Sudut pandang Islam yang seperti ini, tak pelak menjadikan hidup para pemeluknya lebih mudah dan menyenangkan. Saat seseorang tidak bisa melakukan aktivitas apa pun karena menderita lumpuh, sehingga tidak dapat melaksanakan salat berjamaah di masjid, tapi kondisinya itu juga tidak memungkinkan untuk bisa bermaksiat.
Selain itu, Allah juga sangat rida kepada seorang hamba yang sedang makan, lalu pada setiap suap nasi yang dia makan, dia tetap ingat dan memuji Allah. Demikian pula ketika minum seteguk air dia memuji Allah.
Jika orang sudah diridai oleh Allah, di manapun dia menginjakkan kaki, hidup kesehariannya menjadi sangat mudah, aman, dan bahagia. Itulah mengapa banyak dari hadits Rasulullah yang menyangkut hidup keseharian manusia berisi tentang panduan-panduan untuk menggapai rida Allah.

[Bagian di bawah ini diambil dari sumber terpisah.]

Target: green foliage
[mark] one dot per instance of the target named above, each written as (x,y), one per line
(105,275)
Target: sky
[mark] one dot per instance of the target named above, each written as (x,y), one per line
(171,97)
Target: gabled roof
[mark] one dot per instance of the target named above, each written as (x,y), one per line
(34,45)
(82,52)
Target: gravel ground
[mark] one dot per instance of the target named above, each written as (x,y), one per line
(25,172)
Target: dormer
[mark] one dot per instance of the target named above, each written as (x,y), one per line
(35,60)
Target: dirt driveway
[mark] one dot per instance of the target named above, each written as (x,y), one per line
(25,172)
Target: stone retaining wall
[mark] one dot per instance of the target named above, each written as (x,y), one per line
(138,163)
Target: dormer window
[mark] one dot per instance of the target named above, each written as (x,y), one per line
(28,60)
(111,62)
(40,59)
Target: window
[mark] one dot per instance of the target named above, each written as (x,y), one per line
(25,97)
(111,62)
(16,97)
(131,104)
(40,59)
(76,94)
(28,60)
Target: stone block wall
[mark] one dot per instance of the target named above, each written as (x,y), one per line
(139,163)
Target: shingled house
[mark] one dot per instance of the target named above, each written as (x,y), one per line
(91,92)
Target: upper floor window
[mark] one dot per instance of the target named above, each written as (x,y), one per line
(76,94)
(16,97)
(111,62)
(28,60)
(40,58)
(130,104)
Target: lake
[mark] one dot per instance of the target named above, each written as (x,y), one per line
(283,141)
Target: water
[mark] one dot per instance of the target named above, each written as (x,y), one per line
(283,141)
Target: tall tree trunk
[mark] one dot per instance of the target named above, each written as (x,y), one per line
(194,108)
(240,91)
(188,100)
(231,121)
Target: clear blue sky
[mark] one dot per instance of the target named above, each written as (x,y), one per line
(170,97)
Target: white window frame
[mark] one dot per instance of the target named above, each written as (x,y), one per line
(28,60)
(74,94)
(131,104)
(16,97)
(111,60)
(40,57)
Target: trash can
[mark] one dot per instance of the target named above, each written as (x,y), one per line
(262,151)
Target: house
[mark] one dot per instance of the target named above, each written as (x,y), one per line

Di dalam salah satu hadits riwayat Muttafaq alaih, Nabi menyebut bahwa uang atau nafkah seorang laki-laki yang diberikan kepada istrinya terhitung sebagai sedekah. "Nafkah yang diberikan seorang kepala rumah tangga kepada keluarganya bernilai sedekah."
Bahkan, ada juga sebagian ibadah keseharian yang berkaitan dengan hubungan suami-istri dengan gamblang dicontohkan oleh Nabi.Â
Para sahabat Nabi bertanya kepada Rasulullah, "Wahai Rasulullah, apakah berhubungan suami istri mendapat pahala?"
Rasulullah menjawab: "Apa pendapat kalian jika melampiaskan syahwatnya pada yang haram, bukankah itu dosa. Maka, begitu juga bila dia melampiaskan syahwatnya pada yang halal, dia memperoleh pahala." (HR Muslim).
Kemudian, Nabi Muhammad sendiri pernah ditanya oleh salah seorang dari sahabatnya.
"Islam mana yang terbaik, ya Rasulullah? Nabi Muhammad menjawab, "Engkau selalu memberi makan dan senantiasa mengucapkan salam kepada orang yang engkau kenal maupun yang tidak engkau kenal." (HR Muslim).
Betapa Islam memberi pedoman yang sangat memudahkan untuk menjalani kehidupan sehari-hari, yang mana itu menjadi jalan mencari rida Allah lewat firman-Nya. Dan, firman Allah menyebut hidup keseharian dalam aturannya itu mudah dan menyenangkan.
Itulah juga mengapa ketika Allah menyebut beberapa kebaikan, Dia mengatakan, "Tetapi dia tidak menempuh jalan yang mendaki lagi sukar. Tahukah kamu apa jalan yang mendaki lagi sukar itu? (yaitu) membebaskan budak dari perbudakan, atau memberi makan pada hari kelaparan," (QS. Al-Balad: 11-14).